Base difficulty rating

Spoghead Member Posts: 25

Whether a base is normal, dangerous or brutal could surely be based on the average number of kills rather than just size and number of traps. There are so many "brutal" that you easily get through with no deaths, it makes no sense.


  • KopyKat
    KopyKat Member Posts: 4


  • MadMoeZel
    MadMoeZel Member Posts: 685

    kill in the outpost fail when used as the only metric of difficulty. it doesn't account for changes in construction or if people quit due to time, difficulty, or patience. also trap combos affect diffculty heavily.

    a iron claw with a acid cube below it is always going to be more lethal than a spike trap over the acid cube because the claw reels you in and the spike can't reach anywhere but over the acid that you'd normally try to avoid anyways.

    what we need is a detailed readout of how each thing placed changes difficulty. not to simplify it down to a single metric.

  • Dreamnomad
    Dreamnomad Member Posts: 3,447

    I'm going go include the patch notes directly related to the difficulty rating because it seems there is some confusion about how this is calculated.

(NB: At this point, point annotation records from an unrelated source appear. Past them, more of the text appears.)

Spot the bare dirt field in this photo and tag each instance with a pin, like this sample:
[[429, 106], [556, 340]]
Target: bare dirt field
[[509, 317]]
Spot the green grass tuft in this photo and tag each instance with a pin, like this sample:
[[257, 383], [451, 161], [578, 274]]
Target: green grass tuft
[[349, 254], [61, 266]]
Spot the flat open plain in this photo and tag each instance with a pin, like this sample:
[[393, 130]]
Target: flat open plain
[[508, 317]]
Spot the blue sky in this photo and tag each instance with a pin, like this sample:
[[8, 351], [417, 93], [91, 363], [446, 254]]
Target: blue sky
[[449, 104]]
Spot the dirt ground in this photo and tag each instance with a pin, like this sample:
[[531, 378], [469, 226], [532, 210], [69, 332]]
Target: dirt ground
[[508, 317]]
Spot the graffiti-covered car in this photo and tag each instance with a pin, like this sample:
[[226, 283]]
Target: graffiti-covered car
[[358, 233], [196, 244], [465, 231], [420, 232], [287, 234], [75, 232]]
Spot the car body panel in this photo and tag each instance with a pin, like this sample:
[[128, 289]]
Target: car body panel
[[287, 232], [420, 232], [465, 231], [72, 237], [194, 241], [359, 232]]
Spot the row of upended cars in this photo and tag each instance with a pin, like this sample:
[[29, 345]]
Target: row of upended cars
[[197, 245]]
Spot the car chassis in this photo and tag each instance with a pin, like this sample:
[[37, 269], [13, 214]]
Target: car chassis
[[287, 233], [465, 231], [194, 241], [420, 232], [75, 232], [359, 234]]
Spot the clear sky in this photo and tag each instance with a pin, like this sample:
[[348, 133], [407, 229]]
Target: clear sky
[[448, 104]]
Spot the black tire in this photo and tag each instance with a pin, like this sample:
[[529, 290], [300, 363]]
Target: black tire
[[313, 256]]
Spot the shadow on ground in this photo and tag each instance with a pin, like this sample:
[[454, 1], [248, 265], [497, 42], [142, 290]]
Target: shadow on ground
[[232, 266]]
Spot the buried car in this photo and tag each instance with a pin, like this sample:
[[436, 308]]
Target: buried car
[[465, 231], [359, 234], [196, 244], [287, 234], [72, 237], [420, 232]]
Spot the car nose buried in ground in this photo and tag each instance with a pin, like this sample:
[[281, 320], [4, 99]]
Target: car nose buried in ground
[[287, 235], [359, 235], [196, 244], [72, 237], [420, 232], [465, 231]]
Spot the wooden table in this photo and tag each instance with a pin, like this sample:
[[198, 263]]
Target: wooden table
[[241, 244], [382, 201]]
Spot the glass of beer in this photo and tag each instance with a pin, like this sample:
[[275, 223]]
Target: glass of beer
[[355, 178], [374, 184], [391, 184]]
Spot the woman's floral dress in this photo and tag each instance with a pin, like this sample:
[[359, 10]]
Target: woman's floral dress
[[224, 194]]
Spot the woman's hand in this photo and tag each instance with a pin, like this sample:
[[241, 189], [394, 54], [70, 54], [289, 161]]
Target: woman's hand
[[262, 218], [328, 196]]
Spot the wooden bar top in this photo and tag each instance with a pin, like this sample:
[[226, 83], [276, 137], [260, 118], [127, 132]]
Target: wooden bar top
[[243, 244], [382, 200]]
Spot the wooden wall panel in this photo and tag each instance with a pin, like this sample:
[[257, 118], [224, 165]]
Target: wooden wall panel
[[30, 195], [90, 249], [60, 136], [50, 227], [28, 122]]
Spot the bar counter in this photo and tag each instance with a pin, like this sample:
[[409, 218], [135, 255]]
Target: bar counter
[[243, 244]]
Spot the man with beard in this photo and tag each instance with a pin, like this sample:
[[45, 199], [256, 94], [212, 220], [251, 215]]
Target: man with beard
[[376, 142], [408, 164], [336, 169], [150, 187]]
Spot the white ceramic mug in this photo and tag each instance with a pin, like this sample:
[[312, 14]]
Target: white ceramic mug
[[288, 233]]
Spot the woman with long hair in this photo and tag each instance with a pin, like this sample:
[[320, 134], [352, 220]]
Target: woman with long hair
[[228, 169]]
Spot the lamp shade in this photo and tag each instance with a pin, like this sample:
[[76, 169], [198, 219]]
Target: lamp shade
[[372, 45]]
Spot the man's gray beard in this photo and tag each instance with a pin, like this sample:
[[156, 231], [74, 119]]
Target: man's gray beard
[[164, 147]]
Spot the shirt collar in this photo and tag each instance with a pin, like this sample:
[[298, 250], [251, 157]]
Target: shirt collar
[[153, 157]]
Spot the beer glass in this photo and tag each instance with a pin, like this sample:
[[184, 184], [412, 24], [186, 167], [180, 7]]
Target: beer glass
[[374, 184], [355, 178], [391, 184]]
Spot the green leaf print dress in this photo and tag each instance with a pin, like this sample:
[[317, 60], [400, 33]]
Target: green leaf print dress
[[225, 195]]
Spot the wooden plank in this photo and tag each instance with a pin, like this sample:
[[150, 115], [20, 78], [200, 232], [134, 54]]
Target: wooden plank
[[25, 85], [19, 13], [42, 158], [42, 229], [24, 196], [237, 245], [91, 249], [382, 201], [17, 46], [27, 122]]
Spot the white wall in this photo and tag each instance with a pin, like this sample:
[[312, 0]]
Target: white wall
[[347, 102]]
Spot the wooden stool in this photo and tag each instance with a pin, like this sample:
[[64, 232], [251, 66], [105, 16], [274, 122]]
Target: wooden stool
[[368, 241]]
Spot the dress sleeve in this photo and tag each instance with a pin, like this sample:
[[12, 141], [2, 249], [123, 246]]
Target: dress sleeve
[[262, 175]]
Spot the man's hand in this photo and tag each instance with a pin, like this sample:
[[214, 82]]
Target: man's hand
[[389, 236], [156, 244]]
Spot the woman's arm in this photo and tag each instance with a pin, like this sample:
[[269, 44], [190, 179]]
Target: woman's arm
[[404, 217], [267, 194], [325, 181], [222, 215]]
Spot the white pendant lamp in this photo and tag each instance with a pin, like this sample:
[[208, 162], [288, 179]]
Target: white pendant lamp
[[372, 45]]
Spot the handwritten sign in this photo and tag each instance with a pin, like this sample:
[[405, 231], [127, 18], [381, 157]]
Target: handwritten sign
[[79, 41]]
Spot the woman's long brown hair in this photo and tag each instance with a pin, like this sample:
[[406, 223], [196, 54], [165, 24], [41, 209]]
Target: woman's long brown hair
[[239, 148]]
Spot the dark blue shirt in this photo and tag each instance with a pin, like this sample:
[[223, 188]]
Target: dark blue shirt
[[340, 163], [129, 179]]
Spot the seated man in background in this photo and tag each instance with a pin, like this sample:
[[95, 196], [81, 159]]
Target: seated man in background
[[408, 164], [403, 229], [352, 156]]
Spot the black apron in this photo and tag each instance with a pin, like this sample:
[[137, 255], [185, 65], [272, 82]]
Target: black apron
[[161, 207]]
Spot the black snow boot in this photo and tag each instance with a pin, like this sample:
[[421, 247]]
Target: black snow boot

    There’s no right way to build an Outpost—and that’s a good thing. With traps and guards around every corner, players know to expect the unexpected when raiding Outposts. But what shouldn’t be unexpected is a difficulty spike after you’ve chosen an Outpost to raid. We want everyone’s journey to be as fun as possible, and that includes better accommodating different player preferences. 

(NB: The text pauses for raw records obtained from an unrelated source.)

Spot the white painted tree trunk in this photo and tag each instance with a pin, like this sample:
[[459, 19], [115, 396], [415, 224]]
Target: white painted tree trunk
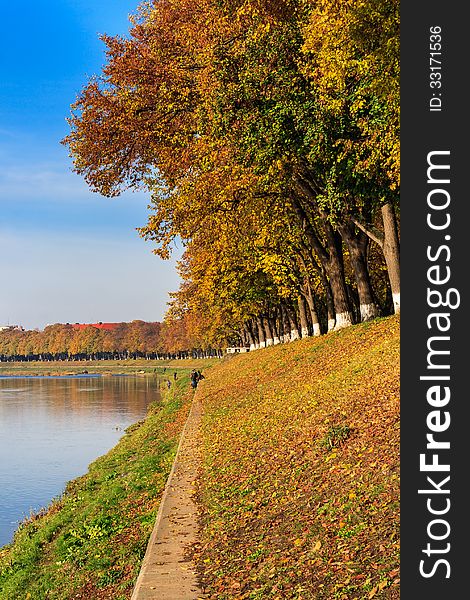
[[369, 311], [396, 302], [343, 320]]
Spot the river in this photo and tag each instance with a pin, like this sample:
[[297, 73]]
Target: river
[[52, 428]]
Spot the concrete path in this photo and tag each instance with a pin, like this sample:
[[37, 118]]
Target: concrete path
[[166, 572]]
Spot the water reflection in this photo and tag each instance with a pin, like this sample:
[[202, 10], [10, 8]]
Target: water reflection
[[52, 428]]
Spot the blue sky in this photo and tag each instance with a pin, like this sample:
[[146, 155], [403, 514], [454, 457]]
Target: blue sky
[[66, 254]]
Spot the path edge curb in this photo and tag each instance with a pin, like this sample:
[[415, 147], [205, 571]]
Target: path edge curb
[[158, 518]]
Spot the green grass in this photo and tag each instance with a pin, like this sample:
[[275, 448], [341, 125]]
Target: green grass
[[89, 543], [300, 485], [299, 488]]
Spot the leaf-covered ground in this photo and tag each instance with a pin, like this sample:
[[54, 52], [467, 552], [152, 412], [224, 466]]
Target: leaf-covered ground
[[89, 543], [299, 489]]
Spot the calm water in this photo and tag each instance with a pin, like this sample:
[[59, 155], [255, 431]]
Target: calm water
[[51, 429]]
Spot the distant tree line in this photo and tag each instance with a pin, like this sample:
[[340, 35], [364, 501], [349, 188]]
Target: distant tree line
[[138, 339], [267, 135]]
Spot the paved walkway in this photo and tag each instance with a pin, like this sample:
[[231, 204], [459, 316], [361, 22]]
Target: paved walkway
[[166, 572]]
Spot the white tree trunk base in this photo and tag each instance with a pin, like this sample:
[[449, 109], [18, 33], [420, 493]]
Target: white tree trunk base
[[396, 303], [316, 329], [369, 311], [343, 320]]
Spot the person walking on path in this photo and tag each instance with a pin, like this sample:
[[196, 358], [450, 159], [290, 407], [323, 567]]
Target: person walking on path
[[194, 379]]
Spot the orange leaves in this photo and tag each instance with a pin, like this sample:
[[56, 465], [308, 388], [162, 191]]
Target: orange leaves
[[268, 488]]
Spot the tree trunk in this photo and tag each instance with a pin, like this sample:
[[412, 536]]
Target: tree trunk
[[335, 270], [285, 324], [304, 329], [313, 313], [331, 259], [294, 329], [274, 329], [268, 330], [391, 250], [261, 332], [252, 336], [390, 244], [357, 245]]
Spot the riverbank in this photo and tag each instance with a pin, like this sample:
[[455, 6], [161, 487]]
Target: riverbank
[[89, 543], [298, 493]]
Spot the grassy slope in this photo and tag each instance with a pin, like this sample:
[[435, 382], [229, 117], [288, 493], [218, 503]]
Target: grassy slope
[[300, 485], [88, 545], [299, 488]]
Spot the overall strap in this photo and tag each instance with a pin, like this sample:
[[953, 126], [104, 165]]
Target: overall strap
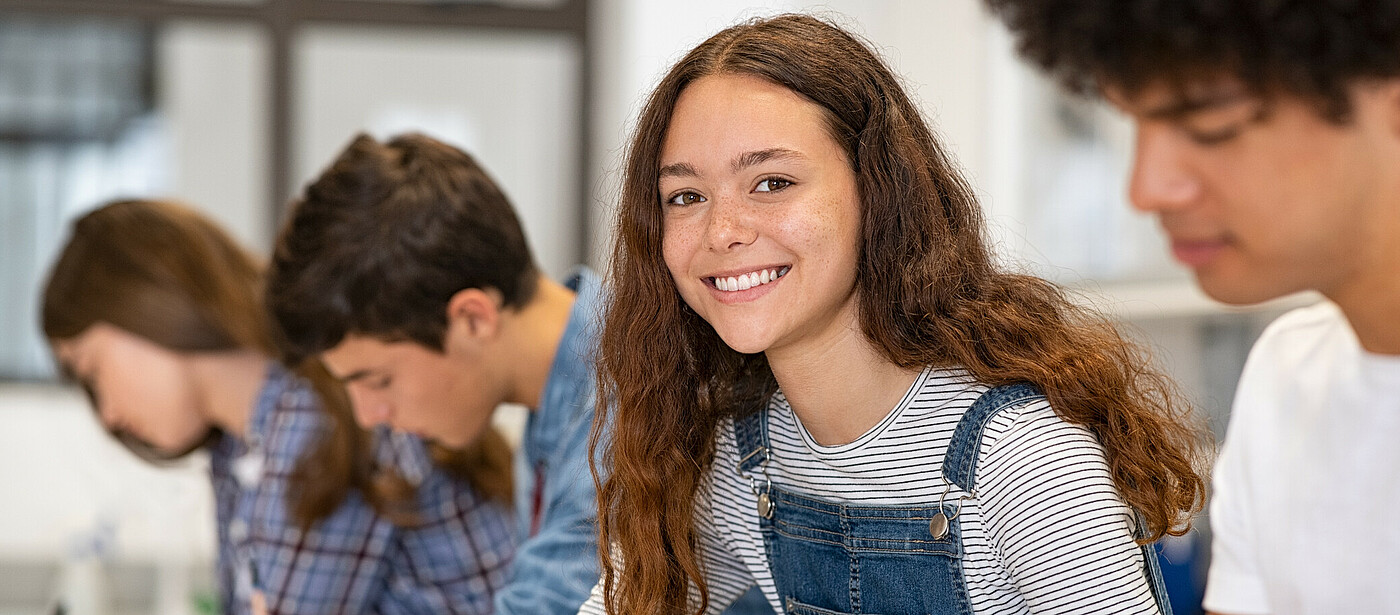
[[751, 434], [961, 460]]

    This new update brings an overhaul of the difficulty system that will make it easier for Raiders to choose the kind of Outposts they want to play. This change affects not only how difficulty is displayed, but also how it's calculated. 

    Previously, Outpost Danger Score (Normal, Hard, Brutal) was calculated solely on automated factors such as guard and trap placement in relation to the Harvester path. With patch 1.4 we made several tweaks to this system, taking into account trap density, trap combos, and many other factors. We’ve since made even more changes and fixed several bugs based on player feedback that resulted in more difficult Outposts appearing in the Normal category. 

    To give players a more accurate view of difficulty, we’ll be augmenting the standard Outpost categorizations of Normal, Dangerous and Brutal with a 10-point difficulty scale symbolized by skulls. The more skulls, you see, the deadlier the Outpost. 

    We’re also planning for this updated difficulty system to have a dynamic component that assesses both the Raider and the Outpost to make the difficulty score a living, breathing rating that can rise or fall depending on Raider performance. Factors such as skill level of the Raider, number of times they died, and more will be considered as the Outpost difficulty score gradually adjusts. 

    When Sector 2 launches, we'll be turning on this new dynamic component in the background to collect data, fine-tune the system, and to let initial ratings stabilize. Soon after, with our upcoming Mid-Sector update, we’ll be fully launching the dynamic Outpost difficulty system and rewards for players. The more you raid, the more accurate our difficulty system will be. So we’re calling on you, Custodians—raid as much as possible! 

    Whether you’re seeking a high-speed challenge or a slower, more calculated experience, we want Meet Your Maker to work for everyone. This system will help make raiding a more consistent experience and let you better choose the type of challenge you're after."

    I went ahead and bolded the text I wanted to highlight. The system will become more accurate the more people raid. The raiders will get skill scores which will compare to the outpost scores which will in turn adjust each other over time. In other games, think Match Making Ranks or MMR. This is actually the most accurate way to determine the difficulty level of an outpost. So before judging the difficulty setting too harshly, I would suggest giving it some time to work itself out.